Ele também fez alguns comentários controversos na campanha, que se espalharam nas redes sociais.
“Assim que o ciclo da campanha eleitoral começou, todos os meios de comunicação e fóruns online estavam falando sobre o ‘Sanseito’… e declarações ou posições políticas controversas”, diz Rintaro Nishimura, membro do think tank Asia Group.
Kamiya sofreu reações negativas após classificar as políticas de igualdade de gênero como “um erro” porque, em sua opinião, elas incentivavam as mulheres a trabalhar e as impediam de ter filhos.

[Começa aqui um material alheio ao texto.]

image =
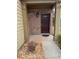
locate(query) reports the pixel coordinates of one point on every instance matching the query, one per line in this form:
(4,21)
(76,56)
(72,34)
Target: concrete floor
(50,49)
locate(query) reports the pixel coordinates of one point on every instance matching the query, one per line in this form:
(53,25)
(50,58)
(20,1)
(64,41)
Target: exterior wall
(35,21)
(58,20)
(20,28)
(26,25)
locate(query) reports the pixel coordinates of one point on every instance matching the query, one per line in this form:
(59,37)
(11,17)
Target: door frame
(49,23)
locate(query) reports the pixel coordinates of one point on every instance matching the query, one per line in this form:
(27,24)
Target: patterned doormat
(29,52)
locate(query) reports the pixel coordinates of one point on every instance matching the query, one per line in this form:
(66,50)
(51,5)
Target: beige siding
(20,29)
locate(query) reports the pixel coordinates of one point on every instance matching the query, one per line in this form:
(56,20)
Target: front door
(45,23)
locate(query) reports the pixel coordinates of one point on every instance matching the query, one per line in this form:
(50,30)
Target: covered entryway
(40,18)
(45,23)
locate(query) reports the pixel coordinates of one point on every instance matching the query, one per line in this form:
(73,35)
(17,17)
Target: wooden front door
(45,23)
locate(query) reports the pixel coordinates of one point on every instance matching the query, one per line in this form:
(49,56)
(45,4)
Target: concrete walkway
(51,51)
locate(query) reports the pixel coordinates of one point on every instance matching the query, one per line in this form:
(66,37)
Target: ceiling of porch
(41,5)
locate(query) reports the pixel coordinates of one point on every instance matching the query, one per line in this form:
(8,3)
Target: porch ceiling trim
(33,2)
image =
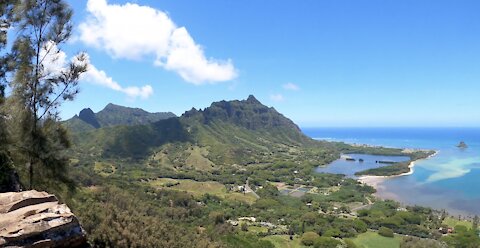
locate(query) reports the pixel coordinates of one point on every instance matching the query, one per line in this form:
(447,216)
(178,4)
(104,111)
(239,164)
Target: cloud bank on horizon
(55,61)
(151,32)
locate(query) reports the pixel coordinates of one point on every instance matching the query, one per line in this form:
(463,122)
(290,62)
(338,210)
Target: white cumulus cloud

Mas ele defendeu sua posição. “O termo ‘Japanese First‘ foi criado para expressar a reconstrução dos meios de subsistência do povo japonês ao resistir ao globalismo”, disse ele em uma entrevista.
“Não estou dizendo que deveríamos banir completamente os estrangeiros ou que todos os estrangeiros devem sair do Japão.”

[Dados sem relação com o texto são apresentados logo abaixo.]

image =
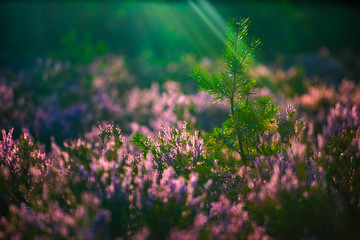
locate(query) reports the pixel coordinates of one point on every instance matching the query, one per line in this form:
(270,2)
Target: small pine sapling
(251,115)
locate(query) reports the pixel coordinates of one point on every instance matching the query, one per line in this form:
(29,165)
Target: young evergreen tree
(250,115)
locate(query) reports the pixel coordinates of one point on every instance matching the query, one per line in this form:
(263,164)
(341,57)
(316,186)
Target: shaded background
(81,30)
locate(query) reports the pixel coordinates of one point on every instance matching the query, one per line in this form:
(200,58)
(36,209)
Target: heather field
(145,143)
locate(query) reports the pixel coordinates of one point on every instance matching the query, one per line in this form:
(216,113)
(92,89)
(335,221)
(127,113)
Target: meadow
(112,146)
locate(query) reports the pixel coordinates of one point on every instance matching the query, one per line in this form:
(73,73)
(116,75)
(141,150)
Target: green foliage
(251,115)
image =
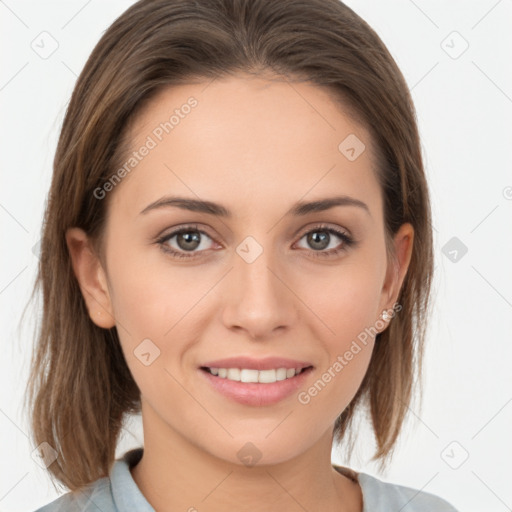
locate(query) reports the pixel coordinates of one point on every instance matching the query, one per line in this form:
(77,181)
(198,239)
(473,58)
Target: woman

“Fomos criticados por sermos xenófobos e discriminatórios. O público acabou entendendo que a mídia estava errada, e que o Sanseito estava certo.”

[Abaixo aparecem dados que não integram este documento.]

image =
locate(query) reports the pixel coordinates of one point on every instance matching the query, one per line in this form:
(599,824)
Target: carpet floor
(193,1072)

Entusiasmo em vez de política?
Kingston diz que seu sucesso tem menos a ver com políticas, e mais com entusiasmo. “Não foi tanto o conteúdo da mensagem, mas como a mensagem foi transmitida”, argumenta.
“É a paixão, as emoções e as redes sociais. As pessoas [na] faixa dos 30 e 40 anos pensam: ‘Queremos mudanças… talvez não acreditemos em tudo o que ele está promovendo, mas ele pode mudar as coisas e atender minhas preocupações’.”
Além da crescente base de jovens, um grande número de eleitores conservadores do LDP também se voltaram para o Sanseito porque não veem mais o partido governista como suficientemente de direita.
Crédito, Getty Images
O falecido ex-primeiro-ministro, Shinzo Abe, representava a direita radical do LDP e isso mantinha os eleitores no partido. Seus sucessores, como Fumio Kishida e agora Ishiba, representam uma ala mais moderada do LDP.
“Para os eleitores de direita radical, eles perderam seu lar. Eles querem um defensor mais fervoroso de suas posições. E Kamiya é esse defensor apaixonado”, diz Kingston.
Em última análise, é muito cedo para dizer se essa tendência populista vai perdurar na política japonesa, dizem os analistas. Embora possa ser vista como um agente revigorante de mudança na política, ela ainda não foi submetida a um escrutínio minucioso.
O LDP governante pode ser o incumbente cansado, mas ainda é uma grande força que sobreviveu a muitas tempestades políticas.
Crédito, EPA
Ele continua sendo o partido mais experiente quando se trata de relações exteriores; recentemente, teve que avançar diante da volatilidade da ordem global e da instabilidade na região da Ásia-Pacífico.
No âmbito interno, o LDP está em baixa, mas não está fora de combate. Isso se deve ao fato de não haver atualmente nenhuma alternativa considerada suficientemente viável.
No entanto, o sucesso da direita radical trouxe à tona uma nova realidade: os eleitores não podem mais ser considerados garantidos. E, embora o Japão tenha prezado historicamente sua estabilidade, uma nova geração está ávida por mudanças — mesmo que ainda não esteja claro o que isso significa.